While our Bhee paalak is bit similar to Kashmiri Nadru paalak (Paalak nadir) and our gravy based bhee curries are similar to Punjabi curries, Sindhis use lotus stem in many unique ways too. For example; Bhee is added in potato tikkis or is stuffed, batter-coated and fried to make signature Bhee tikki (pakora). Bhee jyun kachryun i.e sun-dried lotus stems are very popular in our cuisine and the flash fried Kachryun can turn the humble dal chaawal into a satiating meal. Lotus stem is also pickled in a typical Sindhi pickle base of chili powder and vinegar.

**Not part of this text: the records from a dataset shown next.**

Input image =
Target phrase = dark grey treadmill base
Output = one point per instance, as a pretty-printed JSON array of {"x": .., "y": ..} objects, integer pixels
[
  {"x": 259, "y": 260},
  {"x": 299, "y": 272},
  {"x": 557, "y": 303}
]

Suanhjro Ain bhee (drumstick flowers with lotus stem) and Suandhro bhee (dried tender drumsticks with lotus stem) are some lesser known but delicious and highly nutritious recipes of Sindhi cuisine. The fresh seeds of lotus pods are snacked upon (raw) while the corm of lotus, known as Lohr is boiled, peeled, pepped up with salt and freshly ground black pepper powder and is served with tangy mint coriander chutney.
Lohr or Lotus corm
The most traditional way of cooking lotus stem is in a clay pot, till soft and starchy, served with a dash of spicy mint coriander chutney. This chaat, known as Kuneh ja bhee (Kunoh means the clay or earthen pot ), the pride of Sindhi cuisine, is now almost a lost recipe. The lotus stem is cleaned thoroughly, cut in pieces, salted and steamed (not boiled) in an inverted clay pot, for hours, till the stem is soft and stringy.
Kuneh Ja Bhee
The above mentioned method of cooking ensures a great texture and the clay pot enhances the earthy flavors of bhee. Since this method requires cooking for long hours, I tried a different way to steam lotus stem, which is explained in the recipe section. If you have a better way to do this, please do share your method in the comments section 🙂
This is one of the most famous chaat from pre partition era and I remember eating this few decades ago. Around Diwali, a person carrying a huge matka containing lotus stem and a small steel container filled with chutney, along with the pouches filled with various spices like rock salt, black pepper powder and red chilli powder along with amchoor powder that would fit in the neck of the clay pot, used to move around streets. Halting wherever he got some customers, he used to pull out the snugly fitted container and spice pouches from the pot and would pick out some perfectly cooked kuneh ja bhee, plonk on a piece of newspaper, on which he would sprinkle the spices like the magical pixie dust, in varying proportions, as per the customer’s demand. Few spoons of spicy green chutney would provide the required kick and a very nutritious chaat would warm our souls on those early winter days.
- Lotus stem 250 gm
- Rock salt (powdered) a pinch or so
- Amchoor powder
- Black pepper powder
- Red chili powder
- Mint coriander chutney
- Clean lotus stem and cut into 2 inch long pieces.
- Place the pieces in an airtight steel box that can easily be put inside pressure cooker. Add salt to the lotus stem and cover it with a cling film. Place the lid of the container and immerse it in pressure cooker that is filled with water till ¾ of its capacity.
- Close the lid of pressure cooker and cook the bhee till really soft and stringy. It took 30 whistles of pressure cooker (or around 40 minutes or so of cooking under pressure on low flame) for the bhee to cook to perfection. Ideally it should be more stringy but I was running out of the time so couldn't let it cook for more time.
- Take the bhee out from the container and add rock salt, some salt, pepper, chili powder and toss it well.
- Put the spiced up bhee in the hot clay pot, cover it with a lid and place the pot on a hot griddle. Cook on low flame for 5-10 minutes to let the clay infuse some earthiness in the lotus stem. You can keep pouring some water on griddle to ensure that the lotus stem stays moist and does not stick to the bottom of clay pot. Skip this whole process (cooking in clay pot) if you wish so.
- Serve hot with a sprinkle of amchoor powder and a dash of spicy green mint coriander chutney.